The History Of The Porsche Sub-959 Supercar Is Told In 965

There was somewhat of a golden age for high-performance automobiles in the early 1990s. Nissan introduced the third-generation (R32) Skyline GT-R in 1989. This car was a turbocharged “giant-killer” that was fitted with various pieces of racing technology. One year later, Honda released the NSX, which was a visceral mid-engined supercar that was as easy to drive as a Civic. Then Ferrari released the F355, which had the first production paddle-shift gearbox and a wild 8,500 rpm V8 engine.

These automobiles burnt brightly, but there is one that is kept concealed in a secure facility close to Zuffenhausen that could have put out all of the fires. It was envisioned as “a cheaper successor to the 959,” according to Dieter Landenberger, who is the head of corporate history for the Volkswagen Group. Furthermore, it was intended to serve as a standalone replacement for the 930 Turbo.

The History Of The Porsche Sub 959 Supercar Is Told In 965 1

The narrative of 965 is one of game-changing technology and thinking beyond the box, noble ambition and harsh business reality (the single surviving prototype, for example, has an Audi V8 engine). However, the 964 Turbo and the 993 Turbo owe at least some of their success to this ill-fated hero. In this post, we will investigate the history of the 965 and examine at the legacy it has left behind.

In addition, the 911 Turbo faced competition that was somewhat different from those of the 911 Carrera and the SC that came after it. It competed head-to-head with major league supercars such as the Aston Martin V8 Vantage, the Ferrari 512 BB, and the Lamborghini Countach. In spite of the odds, the hot-rodded Porsche 911 was able to hold its own in terms of speed and bedroom-wall splendour, and it eventually became one of the uncontested symbols of the 1980s. Who among us can imagine the King’s Road of the Thatcher period or Wall Street during the Reagan era without seeing a Guards red 930 Turbo?

The word “hypercar” wasn’t created until after the McLaren F1 was introduced in 1992, therefore the golden age of free-market capitalism was also responsible for the birth of a new generation of even more powerful supercars. These machines, which were spearheaded by the Porsche 959 and the Ferrari F40, set new standards in terms of power, performance, and price. The title of the article that appeared on the front of CAR magazine in July 1988 after the publication had tested the competition from Germany and Italy was “ANOTHER WORLD.”

The 959 was a technological tour of force, in contrast to the unrefined and straightforward F40. It featured a computer-controlled Porsche-Steuer Kupplung (PSK) four-wheel drive system, electrically adjustable dampers, variable ride height, body panels made of Kevlar, magnesium wheels with hollow spokes, and a lot of other advanced technologies. However, while having a list price in the UK of 145,000 pounds, the actual cost of bringing each model to market was double that amount.

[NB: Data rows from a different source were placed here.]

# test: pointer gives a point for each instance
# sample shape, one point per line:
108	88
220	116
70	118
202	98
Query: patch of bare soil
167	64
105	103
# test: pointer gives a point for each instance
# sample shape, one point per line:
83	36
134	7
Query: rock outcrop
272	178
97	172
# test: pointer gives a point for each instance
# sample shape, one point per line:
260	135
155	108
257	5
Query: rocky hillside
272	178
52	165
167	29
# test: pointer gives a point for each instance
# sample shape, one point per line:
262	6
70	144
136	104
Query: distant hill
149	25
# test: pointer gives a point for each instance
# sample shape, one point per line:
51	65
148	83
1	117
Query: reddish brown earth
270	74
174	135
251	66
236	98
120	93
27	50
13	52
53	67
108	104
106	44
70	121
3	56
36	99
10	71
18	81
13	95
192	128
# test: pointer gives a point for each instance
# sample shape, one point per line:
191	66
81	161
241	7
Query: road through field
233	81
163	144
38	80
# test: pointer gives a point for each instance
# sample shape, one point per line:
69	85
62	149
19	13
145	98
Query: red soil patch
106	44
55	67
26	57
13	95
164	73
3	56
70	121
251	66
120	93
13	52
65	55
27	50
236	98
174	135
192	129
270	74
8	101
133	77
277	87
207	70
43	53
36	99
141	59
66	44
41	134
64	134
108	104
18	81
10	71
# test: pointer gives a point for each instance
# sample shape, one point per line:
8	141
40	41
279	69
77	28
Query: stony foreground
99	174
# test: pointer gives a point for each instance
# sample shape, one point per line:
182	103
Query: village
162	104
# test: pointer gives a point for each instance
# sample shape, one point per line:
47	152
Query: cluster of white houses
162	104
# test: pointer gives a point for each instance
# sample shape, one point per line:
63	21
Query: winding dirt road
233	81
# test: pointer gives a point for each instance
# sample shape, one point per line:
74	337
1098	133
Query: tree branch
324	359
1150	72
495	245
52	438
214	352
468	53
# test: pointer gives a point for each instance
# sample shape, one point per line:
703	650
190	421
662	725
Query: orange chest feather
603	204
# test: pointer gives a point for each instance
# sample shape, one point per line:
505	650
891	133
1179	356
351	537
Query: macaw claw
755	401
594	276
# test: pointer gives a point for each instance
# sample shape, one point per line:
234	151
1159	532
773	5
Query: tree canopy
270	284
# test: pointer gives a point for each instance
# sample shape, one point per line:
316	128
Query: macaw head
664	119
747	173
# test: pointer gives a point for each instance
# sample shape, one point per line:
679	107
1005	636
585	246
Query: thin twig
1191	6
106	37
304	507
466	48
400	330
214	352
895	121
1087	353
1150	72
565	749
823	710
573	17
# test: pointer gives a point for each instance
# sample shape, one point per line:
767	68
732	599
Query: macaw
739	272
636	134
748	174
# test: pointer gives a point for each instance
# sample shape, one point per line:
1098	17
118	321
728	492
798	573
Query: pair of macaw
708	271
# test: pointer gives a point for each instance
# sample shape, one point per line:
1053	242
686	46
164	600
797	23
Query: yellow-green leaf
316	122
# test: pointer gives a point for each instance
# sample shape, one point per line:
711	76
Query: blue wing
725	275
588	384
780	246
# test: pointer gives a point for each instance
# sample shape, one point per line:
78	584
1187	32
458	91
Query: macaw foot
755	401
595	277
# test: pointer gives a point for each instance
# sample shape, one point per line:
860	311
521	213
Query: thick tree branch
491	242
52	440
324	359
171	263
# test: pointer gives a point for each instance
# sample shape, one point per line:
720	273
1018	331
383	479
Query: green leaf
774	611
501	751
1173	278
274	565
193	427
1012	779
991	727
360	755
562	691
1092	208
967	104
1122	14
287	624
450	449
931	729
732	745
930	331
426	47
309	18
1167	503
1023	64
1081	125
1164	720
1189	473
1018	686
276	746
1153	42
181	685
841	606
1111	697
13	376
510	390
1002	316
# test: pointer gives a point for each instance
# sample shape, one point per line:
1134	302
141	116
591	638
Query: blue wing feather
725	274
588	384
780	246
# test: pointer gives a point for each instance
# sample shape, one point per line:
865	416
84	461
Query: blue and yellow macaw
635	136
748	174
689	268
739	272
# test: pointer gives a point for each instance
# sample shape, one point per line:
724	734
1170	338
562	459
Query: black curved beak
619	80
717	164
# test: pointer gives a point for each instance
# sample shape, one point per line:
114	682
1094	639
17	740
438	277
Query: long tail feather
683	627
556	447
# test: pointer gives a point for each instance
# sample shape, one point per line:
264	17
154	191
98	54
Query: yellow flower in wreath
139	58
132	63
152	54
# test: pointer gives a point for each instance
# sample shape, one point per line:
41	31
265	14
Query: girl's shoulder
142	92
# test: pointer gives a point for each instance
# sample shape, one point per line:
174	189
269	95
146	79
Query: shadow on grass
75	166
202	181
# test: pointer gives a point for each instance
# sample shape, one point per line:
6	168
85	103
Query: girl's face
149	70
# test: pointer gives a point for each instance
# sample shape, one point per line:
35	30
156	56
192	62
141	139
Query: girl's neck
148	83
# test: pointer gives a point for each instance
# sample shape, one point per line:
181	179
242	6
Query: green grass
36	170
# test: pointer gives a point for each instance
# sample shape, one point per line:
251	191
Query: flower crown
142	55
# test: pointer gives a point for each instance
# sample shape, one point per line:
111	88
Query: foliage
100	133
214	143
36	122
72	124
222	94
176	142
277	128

Let’s start back in 1975 with the very first 911 Turbo, which had a 3.0-litre engine. It stood out visually and physically from the rest of the 911 lineup with features like as its broad body and whale tail, as well as its 260 horsepower output. In acknowledgement of this fact, Porsche assigned the Turbo its own internal Typ number, 930. It was the last roadgoing 911 that was designated as such until the 964 was released in 1989 — although, in the United States, it was actually sold as the 930 Turbo Carrera.

The History Of The Porsche Sub 959 Supercar Is Told In 965 2

In addition, the 911 Turbo faced competition that was somewhat different from those of the 911 Carrera and the SC that came after it. It competed head-to-head with major league supercars such as the Aston Martin V8 Vantage, the Ferrari 512 BB, and the Lamborghini Countach. In spite of the odds, the hot-rodded Porsche 911 was able to hold its own in terms of speed and bedroom-wall splendour, and it eventually became one of the uncontested symbols of the 1980s. Who among us can imagine the King’s Road of the Thatcher period or Wall Street during the Reagan era without seeing a Guards red 930 Turbo?

The word “hypercar” wasn’t created until after the McLaren F1 was introduced in 1992, therefore the golden age of free-market capitalism was also responsible for the birth of a new generation of even more powerful supercars. These machines, which were spearheaded by the Porsche 959 and the Ferrari F40, set new standards in terms of power, performance, and price. The title of the article that appeared on the front of CAR magazine in July 1988 after the publication had tested the competition from Germany and Italy was “ANOTHER WORLD.”

The 959 was a technological tour of force, in contrast to the unrefined and straightforward F40. It featured a computer-controlled Porsche-Steuer Kupplung (PSK) four-wheel drive system, electrically adjustable dampers, variable ride height, body panels made of Kevlar, magnesium wheels with hollow spokes, and a lot of other advanced technologies. However, while having a list price in the UK of 145,000 pounds, the actual cost of bringing each model to market was double that amount.